As I wrote some years ago and now repeat – it’s that time of year. Memory buds clicking on and off, some bright and others just a flicker but strong enough to re-kindle flames of decades-old memories.
Every year since I was old enough to appreciate the regrets of lost opportunity, December has been a month to dream of what might have been – or what would have been, if I had turned down a challenge to go “scrumping” in the orchard adjoining the residence of the Vicar of St. Mary’s Anglican Church in England’s industrial Midlands.
Scrumping involved scrambling over a six-foot wall anytime in late Fall, finding a tree with unpicked apples or a recent crop of windfalls and loading every available pocket before hoisting yourself back to safety to share the harvest with friends. Friends awaiting my return from a Vicar’s orchard forage in the late autumn of 1934 were fellow choristers, the boy soprano section of St. Mary’s choir practicing for a rare invitation to sing in Coventry Cathedral.
Early for choir practice, the devil was finding work for idle hands – and it was my turn to go over the wall.
At least that’s the way Reg Snape, organist, and choirmaster, saw things about an hour later when he found me unable to respond to his cry “Hume solo,” my mouth being full of apple. Practice that evening was one of many “specials” designed to prepare the choir for a Christmas festival in Coventry Cathedral. On discovering that his entire soprano section had been eating stolen goods supplied by one “scrumper,” he banished me from the choir – permanently.
Scrumping may have been regarded as a youthful autumn sport throughout England – but not by Mr. Snape. To him, it was outright stealing from the vicar and must be punished harshly. Fortunately, banishment to the Colonies was no longer an option, but the expulsion of one fallen choir soprano was a choice open to Mr. Snape that would discourage other potential scrumpers. He took it. I was expelled.
In the spring of 2002, I stood with my son Andrew in the shell of old Coventry Cathedral, built in 1373, destroyed by German bombers on November 14, 1940. I told him how I almost got to sing a solo there in 1934 as the organ (once played by Handel) lifted my less than angelic voice to the heavens.
I was able to tell him how the last time I had stood where we were then standing was on the morning of November 15, 1940, when I was amid still smouldering timbers wired in the shape of a cross – the ruins where the altar once stood. A simple message at its foot, placed there within hours of the air raid, read “Father forgive.”

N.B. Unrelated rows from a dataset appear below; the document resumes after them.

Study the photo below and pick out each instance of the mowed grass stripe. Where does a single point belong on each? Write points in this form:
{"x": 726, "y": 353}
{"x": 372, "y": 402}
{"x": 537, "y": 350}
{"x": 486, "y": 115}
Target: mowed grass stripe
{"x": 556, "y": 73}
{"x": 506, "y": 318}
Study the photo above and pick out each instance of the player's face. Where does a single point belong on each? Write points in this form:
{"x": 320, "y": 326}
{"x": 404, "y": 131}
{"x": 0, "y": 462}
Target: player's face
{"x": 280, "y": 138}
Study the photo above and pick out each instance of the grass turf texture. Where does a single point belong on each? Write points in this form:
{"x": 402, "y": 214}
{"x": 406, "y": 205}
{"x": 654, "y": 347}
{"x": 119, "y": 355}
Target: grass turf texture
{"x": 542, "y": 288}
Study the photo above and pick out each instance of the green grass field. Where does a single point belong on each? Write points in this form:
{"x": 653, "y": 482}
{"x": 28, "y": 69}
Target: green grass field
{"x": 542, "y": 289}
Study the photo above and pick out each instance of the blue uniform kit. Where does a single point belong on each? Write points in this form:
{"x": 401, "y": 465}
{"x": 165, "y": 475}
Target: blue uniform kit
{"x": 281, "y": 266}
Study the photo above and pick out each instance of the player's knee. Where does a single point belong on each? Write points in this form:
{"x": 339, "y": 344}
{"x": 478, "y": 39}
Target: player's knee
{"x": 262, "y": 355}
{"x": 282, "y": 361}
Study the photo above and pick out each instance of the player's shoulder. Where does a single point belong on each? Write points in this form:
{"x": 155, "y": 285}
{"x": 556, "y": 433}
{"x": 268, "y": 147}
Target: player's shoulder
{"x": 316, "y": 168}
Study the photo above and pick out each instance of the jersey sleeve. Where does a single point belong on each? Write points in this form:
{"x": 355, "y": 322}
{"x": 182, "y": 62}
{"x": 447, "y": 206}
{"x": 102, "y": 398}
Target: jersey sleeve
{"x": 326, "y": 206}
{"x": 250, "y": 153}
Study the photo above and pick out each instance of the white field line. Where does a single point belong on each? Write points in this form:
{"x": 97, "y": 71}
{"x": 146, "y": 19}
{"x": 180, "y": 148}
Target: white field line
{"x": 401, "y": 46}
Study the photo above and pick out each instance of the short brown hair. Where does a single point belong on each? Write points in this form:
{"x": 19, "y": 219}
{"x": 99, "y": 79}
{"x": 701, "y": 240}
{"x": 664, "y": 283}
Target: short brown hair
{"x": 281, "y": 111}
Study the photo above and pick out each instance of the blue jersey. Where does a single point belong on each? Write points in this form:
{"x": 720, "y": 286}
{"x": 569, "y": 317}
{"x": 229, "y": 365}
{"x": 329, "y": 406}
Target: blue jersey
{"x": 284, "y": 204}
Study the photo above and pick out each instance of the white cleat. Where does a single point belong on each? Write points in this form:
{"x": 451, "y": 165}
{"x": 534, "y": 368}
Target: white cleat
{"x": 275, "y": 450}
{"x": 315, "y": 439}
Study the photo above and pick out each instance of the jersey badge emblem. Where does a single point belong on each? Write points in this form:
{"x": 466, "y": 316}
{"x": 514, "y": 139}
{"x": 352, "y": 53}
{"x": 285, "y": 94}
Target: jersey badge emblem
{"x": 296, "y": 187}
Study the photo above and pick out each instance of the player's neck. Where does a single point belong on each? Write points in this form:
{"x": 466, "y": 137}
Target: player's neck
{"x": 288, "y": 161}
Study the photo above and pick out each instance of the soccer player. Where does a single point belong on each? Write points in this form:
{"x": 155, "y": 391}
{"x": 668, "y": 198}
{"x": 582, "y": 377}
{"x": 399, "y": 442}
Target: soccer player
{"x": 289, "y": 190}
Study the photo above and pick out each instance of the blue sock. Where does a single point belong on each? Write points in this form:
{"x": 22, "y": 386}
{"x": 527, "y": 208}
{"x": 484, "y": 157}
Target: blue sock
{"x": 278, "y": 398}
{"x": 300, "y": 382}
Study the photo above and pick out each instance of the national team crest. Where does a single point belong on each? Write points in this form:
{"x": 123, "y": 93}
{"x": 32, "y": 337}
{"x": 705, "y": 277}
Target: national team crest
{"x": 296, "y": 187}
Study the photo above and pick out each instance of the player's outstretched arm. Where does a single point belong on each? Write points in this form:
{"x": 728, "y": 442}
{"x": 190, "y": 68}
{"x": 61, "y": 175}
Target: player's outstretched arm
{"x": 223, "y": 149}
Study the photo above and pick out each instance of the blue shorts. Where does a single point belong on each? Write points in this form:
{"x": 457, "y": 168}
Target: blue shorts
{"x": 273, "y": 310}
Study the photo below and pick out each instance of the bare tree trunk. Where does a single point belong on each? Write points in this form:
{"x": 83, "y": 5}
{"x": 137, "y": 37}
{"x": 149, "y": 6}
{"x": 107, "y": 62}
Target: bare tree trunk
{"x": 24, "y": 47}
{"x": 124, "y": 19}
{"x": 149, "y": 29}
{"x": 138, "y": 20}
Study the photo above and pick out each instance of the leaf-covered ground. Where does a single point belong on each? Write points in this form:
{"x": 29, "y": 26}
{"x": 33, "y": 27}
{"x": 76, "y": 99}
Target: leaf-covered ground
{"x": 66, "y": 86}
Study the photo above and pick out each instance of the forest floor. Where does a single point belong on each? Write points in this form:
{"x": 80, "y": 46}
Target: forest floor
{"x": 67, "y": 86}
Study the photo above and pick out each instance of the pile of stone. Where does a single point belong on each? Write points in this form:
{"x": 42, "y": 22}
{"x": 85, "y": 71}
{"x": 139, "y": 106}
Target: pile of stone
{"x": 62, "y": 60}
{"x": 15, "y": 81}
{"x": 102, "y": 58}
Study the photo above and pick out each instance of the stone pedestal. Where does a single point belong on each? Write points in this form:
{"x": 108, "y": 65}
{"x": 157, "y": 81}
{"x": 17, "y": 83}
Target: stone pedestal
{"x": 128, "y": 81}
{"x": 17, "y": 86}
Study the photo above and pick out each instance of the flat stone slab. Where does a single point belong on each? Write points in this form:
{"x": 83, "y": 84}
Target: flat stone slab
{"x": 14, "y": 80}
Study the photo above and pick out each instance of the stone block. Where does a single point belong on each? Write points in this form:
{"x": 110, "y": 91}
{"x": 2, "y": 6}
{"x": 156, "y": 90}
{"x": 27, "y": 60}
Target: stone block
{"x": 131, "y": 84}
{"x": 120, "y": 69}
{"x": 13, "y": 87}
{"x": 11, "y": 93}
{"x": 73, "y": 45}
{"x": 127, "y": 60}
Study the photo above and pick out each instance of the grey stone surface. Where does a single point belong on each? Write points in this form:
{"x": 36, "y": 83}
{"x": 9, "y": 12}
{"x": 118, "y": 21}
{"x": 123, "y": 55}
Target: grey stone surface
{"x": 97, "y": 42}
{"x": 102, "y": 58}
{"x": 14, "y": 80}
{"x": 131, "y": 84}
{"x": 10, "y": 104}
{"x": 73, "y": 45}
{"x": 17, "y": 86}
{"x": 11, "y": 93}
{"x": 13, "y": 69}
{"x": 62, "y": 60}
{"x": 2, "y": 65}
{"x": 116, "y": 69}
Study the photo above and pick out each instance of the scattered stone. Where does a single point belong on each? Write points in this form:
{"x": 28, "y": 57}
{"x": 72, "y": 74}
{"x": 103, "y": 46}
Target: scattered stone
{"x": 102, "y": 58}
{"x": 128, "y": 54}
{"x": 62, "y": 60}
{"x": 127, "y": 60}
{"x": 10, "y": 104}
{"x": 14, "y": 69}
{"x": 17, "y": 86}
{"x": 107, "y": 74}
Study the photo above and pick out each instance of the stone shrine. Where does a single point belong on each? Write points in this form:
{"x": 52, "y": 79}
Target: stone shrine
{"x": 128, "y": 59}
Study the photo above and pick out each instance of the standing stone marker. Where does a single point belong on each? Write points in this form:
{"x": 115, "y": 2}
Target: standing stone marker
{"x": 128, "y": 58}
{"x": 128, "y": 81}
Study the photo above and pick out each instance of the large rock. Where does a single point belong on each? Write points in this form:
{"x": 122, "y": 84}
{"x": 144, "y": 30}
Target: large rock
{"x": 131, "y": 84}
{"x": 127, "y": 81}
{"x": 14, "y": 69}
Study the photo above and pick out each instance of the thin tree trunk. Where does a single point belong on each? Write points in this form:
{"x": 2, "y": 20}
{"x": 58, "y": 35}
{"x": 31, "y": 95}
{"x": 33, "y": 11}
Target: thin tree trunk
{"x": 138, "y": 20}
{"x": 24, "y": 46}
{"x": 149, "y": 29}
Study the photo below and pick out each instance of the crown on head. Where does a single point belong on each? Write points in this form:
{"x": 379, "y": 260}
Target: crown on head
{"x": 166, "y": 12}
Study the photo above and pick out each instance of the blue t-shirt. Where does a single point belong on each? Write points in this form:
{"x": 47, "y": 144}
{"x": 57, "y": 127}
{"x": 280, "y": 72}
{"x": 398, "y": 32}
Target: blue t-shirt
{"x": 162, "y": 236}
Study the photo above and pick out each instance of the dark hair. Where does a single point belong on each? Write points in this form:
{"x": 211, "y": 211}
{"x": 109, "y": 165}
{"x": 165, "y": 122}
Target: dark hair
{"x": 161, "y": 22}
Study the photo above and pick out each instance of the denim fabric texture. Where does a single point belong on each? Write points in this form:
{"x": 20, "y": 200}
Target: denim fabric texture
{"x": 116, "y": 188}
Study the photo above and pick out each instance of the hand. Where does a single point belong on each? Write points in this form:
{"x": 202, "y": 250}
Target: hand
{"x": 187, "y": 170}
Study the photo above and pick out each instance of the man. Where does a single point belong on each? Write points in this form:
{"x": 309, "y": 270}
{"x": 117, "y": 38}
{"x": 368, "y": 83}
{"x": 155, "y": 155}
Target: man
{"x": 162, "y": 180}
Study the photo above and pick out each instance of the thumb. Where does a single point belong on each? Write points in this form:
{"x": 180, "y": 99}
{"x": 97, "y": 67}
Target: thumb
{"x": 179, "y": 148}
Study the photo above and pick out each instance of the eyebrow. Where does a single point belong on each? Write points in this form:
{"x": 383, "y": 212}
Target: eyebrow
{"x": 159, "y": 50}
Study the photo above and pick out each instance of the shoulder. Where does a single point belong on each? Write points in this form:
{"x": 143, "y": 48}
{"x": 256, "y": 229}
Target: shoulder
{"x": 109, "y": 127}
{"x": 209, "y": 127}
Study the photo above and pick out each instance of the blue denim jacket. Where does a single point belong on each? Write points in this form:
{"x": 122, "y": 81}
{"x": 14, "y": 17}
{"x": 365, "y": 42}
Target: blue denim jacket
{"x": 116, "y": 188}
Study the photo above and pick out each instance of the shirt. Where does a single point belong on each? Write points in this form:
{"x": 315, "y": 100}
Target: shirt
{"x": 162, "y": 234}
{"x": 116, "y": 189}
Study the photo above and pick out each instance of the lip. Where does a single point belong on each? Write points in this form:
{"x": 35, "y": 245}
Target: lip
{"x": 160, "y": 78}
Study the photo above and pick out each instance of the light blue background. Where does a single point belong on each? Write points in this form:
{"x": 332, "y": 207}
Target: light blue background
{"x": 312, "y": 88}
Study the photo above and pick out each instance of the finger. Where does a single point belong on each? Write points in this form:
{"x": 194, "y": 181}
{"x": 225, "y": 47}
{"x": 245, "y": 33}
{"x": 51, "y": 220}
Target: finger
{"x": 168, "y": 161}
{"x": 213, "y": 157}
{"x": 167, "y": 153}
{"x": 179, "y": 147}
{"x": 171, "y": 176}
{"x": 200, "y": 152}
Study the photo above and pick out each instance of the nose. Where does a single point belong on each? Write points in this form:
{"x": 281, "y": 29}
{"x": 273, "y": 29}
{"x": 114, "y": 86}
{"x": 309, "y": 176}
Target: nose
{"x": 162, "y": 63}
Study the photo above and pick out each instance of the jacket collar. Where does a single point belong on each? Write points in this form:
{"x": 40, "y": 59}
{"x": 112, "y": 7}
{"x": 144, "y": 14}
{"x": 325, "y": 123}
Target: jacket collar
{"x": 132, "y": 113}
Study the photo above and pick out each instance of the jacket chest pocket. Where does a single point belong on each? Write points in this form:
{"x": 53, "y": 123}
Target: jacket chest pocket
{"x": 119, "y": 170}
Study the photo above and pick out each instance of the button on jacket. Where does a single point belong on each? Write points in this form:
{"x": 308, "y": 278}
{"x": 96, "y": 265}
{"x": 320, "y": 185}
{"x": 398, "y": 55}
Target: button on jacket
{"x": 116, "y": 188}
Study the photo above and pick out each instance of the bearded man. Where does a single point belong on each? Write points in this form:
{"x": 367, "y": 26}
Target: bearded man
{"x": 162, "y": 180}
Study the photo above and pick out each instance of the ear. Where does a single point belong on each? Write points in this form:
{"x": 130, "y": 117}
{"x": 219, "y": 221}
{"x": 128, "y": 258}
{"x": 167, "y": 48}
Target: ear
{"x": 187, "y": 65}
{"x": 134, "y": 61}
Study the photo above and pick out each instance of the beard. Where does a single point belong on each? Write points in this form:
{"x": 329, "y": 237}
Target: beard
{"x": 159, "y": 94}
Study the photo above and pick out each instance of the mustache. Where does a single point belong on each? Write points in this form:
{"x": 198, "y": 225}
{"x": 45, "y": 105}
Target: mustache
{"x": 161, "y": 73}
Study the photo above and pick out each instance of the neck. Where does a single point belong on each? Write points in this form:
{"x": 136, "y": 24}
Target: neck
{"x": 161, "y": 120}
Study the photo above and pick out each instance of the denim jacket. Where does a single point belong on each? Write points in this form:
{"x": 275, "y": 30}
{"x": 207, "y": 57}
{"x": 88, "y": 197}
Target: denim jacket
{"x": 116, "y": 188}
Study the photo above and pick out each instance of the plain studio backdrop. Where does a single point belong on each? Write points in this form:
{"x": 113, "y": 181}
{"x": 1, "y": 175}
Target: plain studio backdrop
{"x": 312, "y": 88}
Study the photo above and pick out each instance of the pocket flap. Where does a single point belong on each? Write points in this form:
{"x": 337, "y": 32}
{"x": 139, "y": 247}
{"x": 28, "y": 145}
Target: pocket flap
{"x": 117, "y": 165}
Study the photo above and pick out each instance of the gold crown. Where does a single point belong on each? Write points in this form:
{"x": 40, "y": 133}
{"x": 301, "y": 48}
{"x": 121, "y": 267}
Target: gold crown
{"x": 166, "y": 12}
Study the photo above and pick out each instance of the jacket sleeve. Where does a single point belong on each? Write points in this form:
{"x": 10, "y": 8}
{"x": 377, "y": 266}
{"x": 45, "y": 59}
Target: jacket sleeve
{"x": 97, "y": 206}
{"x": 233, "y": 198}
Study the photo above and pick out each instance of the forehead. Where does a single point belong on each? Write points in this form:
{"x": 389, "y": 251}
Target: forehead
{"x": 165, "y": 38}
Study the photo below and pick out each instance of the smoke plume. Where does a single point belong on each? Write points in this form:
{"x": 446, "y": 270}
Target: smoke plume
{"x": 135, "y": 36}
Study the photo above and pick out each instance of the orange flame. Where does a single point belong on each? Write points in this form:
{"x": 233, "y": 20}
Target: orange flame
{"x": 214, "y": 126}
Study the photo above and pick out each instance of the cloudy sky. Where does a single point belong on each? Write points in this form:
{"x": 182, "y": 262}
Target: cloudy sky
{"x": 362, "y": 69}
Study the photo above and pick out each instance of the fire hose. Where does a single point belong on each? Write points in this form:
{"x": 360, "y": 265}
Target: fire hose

The original charred-cross timbers are still preserved, but a replica replaces it above the Altar of Reconciliation. The original scrawled message, now carved on the altar wall remains unchanged: “Father forgive.”
At noon every Friday since November 1940, the old Coventry Cathedral has conducted a brief ceremony to remember the day of destruction. The congregation is asked to participate with the two-word response, “Father Forgive,” as the final clause of Coventry Litany of Reconciliation is recited as a statement of faith: “Be kind to one another, tenderhearted, forgiving one another, as God in Christ forgave you.”
Non-Christians can find their own final words.
And, I can still dream about the day I almost got to sing there but was done in by an apple.